Physiological and root anatomical assay
Sugarcane wild relative E. arundinaceus genotype IND99-907 was collected from the salinity affected area of Padiyattu Kadavu, Ernakulum, India under germplasm exploration programme during 1999 and adopted to high salinity stress with normal plant growth29 and a potential source for harnessing the salt stress-responsive genes. On the other hand, the sugarcane genotype Co 97010 is highly sensitive to salinity and has been used as a salt-sensitive standard in many studies30,31. The 90 days old plants of IND99-907 and Co 97010 were imposed with salinity stress by irrigating with 175 mM saline water. The leaf elongation rate (LER) was significantly higher in IND99-907 under salinity stress and growth was ceased in Co 97010 (p value = 0.0251) (Fig. 1a). The physiological assay for proline content in roots showed that IND99-907 recorded significantly higher proline content of 8.908 µmoles/gram of root samples as compared to 1.438 µmoles/gram in Co 97010 under salinity stress (p value = 0.0374) (Fig. 1b). The relative water content revealed that IND99-907 has retained the higher water content under the stressed condition as compared to Co 97010 (p value = 0.0019).

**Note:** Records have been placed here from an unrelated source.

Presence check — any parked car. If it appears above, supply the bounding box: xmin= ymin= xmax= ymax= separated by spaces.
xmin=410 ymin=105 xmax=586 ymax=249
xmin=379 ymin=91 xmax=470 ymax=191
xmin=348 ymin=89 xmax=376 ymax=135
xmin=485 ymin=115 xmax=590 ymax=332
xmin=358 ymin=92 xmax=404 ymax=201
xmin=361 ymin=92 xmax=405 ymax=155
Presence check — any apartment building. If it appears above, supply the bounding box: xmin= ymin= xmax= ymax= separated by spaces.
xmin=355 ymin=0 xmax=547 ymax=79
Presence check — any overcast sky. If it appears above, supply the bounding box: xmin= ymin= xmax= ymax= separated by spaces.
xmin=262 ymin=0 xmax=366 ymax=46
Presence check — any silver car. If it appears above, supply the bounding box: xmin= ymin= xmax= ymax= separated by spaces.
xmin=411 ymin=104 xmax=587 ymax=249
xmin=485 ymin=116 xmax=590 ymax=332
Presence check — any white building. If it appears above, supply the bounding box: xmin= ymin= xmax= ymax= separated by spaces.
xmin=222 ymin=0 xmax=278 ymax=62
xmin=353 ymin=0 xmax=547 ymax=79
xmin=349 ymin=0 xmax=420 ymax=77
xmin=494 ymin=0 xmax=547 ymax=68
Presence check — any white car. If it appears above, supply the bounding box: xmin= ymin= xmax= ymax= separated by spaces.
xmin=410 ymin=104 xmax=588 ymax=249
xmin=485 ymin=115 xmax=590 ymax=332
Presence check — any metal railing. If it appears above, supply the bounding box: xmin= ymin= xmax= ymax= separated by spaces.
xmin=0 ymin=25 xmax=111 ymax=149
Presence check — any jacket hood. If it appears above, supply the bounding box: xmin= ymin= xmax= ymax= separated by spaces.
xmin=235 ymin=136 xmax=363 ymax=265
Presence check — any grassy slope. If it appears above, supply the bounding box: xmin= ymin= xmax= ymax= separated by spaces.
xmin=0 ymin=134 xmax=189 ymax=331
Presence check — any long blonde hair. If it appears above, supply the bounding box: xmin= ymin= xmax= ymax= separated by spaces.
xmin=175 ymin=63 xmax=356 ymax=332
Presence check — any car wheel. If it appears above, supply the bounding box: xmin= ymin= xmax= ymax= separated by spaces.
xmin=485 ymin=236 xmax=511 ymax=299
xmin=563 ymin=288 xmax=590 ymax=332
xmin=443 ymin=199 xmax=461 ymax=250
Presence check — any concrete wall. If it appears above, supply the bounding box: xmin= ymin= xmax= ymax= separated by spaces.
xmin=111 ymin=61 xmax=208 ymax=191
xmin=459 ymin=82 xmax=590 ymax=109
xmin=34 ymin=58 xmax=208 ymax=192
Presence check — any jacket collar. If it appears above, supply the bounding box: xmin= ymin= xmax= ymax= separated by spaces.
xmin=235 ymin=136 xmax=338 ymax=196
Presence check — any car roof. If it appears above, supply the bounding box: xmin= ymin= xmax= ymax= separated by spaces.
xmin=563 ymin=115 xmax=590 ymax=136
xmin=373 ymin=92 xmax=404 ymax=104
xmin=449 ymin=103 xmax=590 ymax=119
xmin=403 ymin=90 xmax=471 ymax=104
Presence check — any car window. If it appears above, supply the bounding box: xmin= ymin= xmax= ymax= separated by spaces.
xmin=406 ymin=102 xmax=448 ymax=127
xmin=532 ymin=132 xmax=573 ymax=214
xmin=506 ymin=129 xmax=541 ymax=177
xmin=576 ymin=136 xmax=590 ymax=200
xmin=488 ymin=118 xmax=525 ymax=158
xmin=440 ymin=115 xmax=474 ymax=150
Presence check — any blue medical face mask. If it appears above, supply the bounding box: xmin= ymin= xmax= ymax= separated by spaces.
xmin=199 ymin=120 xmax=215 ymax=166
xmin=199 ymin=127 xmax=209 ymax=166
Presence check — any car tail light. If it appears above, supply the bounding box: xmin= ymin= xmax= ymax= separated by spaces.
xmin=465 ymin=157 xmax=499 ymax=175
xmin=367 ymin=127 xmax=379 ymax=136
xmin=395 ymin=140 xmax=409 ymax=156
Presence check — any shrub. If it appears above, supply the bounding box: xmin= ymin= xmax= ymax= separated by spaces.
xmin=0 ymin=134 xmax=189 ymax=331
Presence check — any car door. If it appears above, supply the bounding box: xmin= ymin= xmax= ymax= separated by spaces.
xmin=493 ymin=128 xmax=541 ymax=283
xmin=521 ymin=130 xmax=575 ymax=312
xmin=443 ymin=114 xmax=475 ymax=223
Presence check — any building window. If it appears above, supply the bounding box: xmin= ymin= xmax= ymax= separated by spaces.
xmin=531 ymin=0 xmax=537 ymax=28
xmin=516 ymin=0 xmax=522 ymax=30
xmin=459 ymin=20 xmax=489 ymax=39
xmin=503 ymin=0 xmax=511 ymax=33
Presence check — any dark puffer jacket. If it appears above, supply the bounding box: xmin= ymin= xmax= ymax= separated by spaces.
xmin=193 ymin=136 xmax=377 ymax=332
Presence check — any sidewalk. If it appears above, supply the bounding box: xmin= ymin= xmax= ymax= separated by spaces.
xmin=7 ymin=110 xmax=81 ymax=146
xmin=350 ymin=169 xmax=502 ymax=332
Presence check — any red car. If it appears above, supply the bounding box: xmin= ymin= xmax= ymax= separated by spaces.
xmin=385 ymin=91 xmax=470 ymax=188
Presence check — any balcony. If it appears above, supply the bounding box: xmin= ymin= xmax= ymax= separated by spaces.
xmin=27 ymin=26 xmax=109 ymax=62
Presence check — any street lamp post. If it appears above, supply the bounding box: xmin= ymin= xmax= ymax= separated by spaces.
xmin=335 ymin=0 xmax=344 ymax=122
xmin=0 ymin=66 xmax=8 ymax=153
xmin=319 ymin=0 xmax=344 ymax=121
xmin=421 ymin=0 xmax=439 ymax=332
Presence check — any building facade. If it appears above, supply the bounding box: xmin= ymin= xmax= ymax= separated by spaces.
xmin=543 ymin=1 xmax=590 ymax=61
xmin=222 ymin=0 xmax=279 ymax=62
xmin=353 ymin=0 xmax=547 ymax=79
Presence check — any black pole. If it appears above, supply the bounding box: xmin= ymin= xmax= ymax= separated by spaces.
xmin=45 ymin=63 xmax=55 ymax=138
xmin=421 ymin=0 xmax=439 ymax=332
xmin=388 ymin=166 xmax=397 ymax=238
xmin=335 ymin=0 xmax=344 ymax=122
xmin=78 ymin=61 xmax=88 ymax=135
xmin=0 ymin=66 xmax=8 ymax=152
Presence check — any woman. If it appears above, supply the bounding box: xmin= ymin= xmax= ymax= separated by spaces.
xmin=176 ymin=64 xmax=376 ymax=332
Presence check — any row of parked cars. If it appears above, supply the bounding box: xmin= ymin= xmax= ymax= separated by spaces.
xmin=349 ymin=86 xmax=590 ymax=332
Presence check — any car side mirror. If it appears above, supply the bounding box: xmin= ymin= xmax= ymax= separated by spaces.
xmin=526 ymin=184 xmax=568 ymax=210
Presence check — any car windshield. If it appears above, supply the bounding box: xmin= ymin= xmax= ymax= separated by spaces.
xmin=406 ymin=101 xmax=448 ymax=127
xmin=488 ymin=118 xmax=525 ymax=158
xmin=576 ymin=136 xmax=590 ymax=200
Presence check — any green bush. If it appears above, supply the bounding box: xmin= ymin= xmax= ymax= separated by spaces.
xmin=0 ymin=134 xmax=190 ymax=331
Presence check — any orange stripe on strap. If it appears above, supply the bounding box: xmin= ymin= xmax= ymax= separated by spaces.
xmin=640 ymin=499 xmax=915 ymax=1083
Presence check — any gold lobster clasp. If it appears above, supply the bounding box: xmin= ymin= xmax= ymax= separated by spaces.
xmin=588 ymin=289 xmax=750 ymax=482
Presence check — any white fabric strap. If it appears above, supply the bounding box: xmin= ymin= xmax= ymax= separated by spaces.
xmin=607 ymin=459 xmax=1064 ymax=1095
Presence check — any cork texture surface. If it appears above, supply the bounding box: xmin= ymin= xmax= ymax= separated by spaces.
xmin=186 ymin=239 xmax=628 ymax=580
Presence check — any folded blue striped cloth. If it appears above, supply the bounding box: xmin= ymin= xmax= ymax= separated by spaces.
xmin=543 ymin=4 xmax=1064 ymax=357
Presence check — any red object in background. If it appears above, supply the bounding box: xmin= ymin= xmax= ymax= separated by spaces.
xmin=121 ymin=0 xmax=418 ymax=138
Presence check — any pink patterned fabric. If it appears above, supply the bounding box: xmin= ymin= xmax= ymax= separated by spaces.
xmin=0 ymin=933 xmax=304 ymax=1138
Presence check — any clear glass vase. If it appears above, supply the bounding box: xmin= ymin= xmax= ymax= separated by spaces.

Figure 1 Phenotypic and physiological responses of IND99-907 and Co 97010 under salinity stress (A) Leaf elongation rate, (B) Proline content of roots and Relative water content in leaves. Error bars indicates the mean ± SD. Full size image
The root anatomical studies under light microscope revealed the clear differences in thickening of cells around the metaxylem in IND99-907 and Co 97010. The vacuolization of the cortex was observed in Co 97010 as compared to the normal cortex in IND99-907. The thickening of endodermis and deformed protoxylem vessels were observed in Co 97010 as compared to no significant change in IND99-907 (Fig. 2a). The same results were confirmed in Scanning Electron Microscope which showed cell-wall thickening in protoxylem and thickening with circular xylem vessels in Co 97010. IND99-907 revealed xylem vessels without a significant change in protoxylem and metaxylem (Fig. 2b). Similar changes in the root cellular structure under drought and salinity stress in the tolerant genotypes are attributed to be an adaptive mechanism of resistant genotypes32,33.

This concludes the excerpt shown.